The driver in this reporter's ride last weekend could not stop talking about his baby, which he had owned for about two years now. Everything about the car was space age, voice command-controlled music, any kind you want, phone calls, navigation, weather reports. But what all the talk comes back to eventually is the battery, or batteries, as is the case of the Model S, which are an array of lithium-ion units under the floor, that run the full length of the car and weigh, I was told, 2,500 pounds, more than half the vehicle's total weight. So you're basically riding around on a battery.

Battery technology is the cutting edge frontier right now for so many sectors, but as cars move closer and closer to lithium-ion technology and further away from the traditional lead-acid batteries, an environmental dilemma looms on the horizon. What's to become of all those highly toxic defunct lead-acid batteries, numbering an estimated 200 million in the US alone?

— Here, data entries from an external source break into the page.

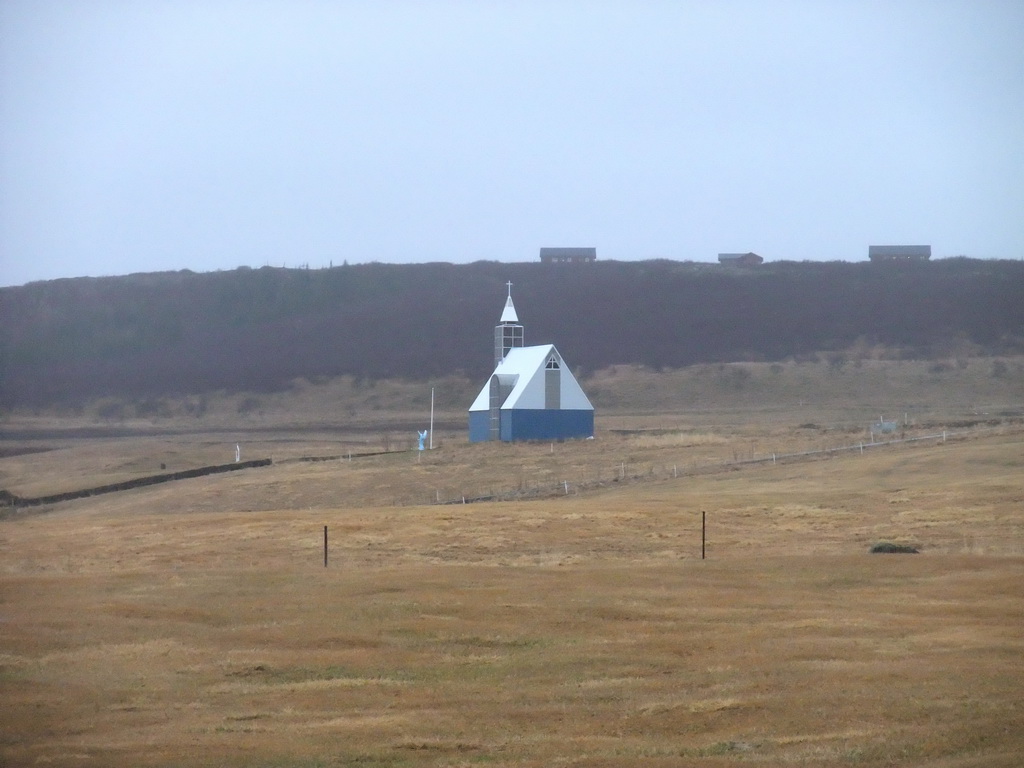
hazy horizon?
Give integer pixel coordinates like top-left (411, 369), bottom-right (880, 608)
top-left (0, 0), bottom-right (1024, 286)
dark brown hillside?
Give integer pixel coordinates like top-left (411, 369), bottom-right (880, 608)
top-left (0, 259), bottom-right (1024, 408)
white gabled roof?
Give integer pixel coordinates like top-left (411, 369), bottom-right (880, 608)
top-left (469, 344), bottom-right (594, 411)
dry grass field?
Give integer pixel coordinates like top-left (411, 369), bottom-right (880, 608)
top-left (0, 362), bottom-right (1024, 768)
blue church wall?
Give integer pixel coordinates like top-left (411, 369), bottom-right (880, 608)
top-left (469, 411), bottom-right (490, 442)
top-left (502, 409), bottom-right (594, 440)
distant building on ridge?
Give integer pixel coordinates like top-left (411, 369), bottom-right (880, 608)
top-left (469, 283), bottom-right (594, 442)
top-left (867, 246), bottom-right (932, 261)
top-left (718, 252), bottom-right (764, 266)
top-left (541, 248), bottom-right (597, 264)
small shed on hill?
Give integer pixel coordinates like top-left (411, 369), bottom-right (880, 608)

Today, 90 percent of the lead recovered from recycled old batteries is used to produce new batteries. But as the technology evolves and the demand for lead-acid batteries declines, there will be an ever-mounting stockpile of lead with no use other than to further pollute toxic landfills.

Taiwan-born Po-Yen Chen, a graduate student at MIT, is part of a team that has come up with a unique solution, one that defines a win-win proposition. They propose to recycle the materials from discarded car batteries into brand new, long-lasting solar panels that can provide emissions-free power for decades.

If the team's analysis of its technology proves accurate, the lead from a single car battery could produce enough solar panels to provide power for 30 households.

The system, described in a paper in the scientific journal Energy and Environmental Science, is based on a recent breakthrough in solar cell technology that utilizes a lead-containing compound called perovskite - "a technology that has rapidly progressed from initial experiments to a point where its efficiency is nearly competitive with that of other types of solar cells", an MIT spokesman said, achieving power-conversion efficiency of more than 19 percent, which is close to that of many commercial silicon-based solar cells.

The production of perovskite solar cells is a relatively simple and benign process, at lower temperatures and a reduced number of steps compared to the manufacture of conventional solar cells, the team said.

Those factors will help make it "easy to get to large scale cheaply", Chen said.

In a finished solar panel, the lead containing layer is a thin film half a micrometer thick and fully encapsulated by other materials, just as most solar panels are currently, which will limit the risk of lead contamination to the environment.

"The process to encapsulate them will be the same as for polymer cells today," Chen said. "That technology can be easily translated."

Borrowing a chapter from lead-acid batteries themselves, when the lead-based photovoltaic panels are eventually retired, their lead can be recycled into new solar panels. The team has already convincingly shown that lead recovered from old car batteries is just as good for the production of perovskite solar cells as freshly produced lead, whose refinement process from ore to metal produces large amounts of toxic residue.

Chen and his team said that some companies are already gearing up for commercial production of perovskite photovoltaic panels, which could create a demand for new sources of lead, thus exposing more miners and smelters to a toxic process that recycling of car batteries could render unnecessary and redundant. It could be time to get the lead out.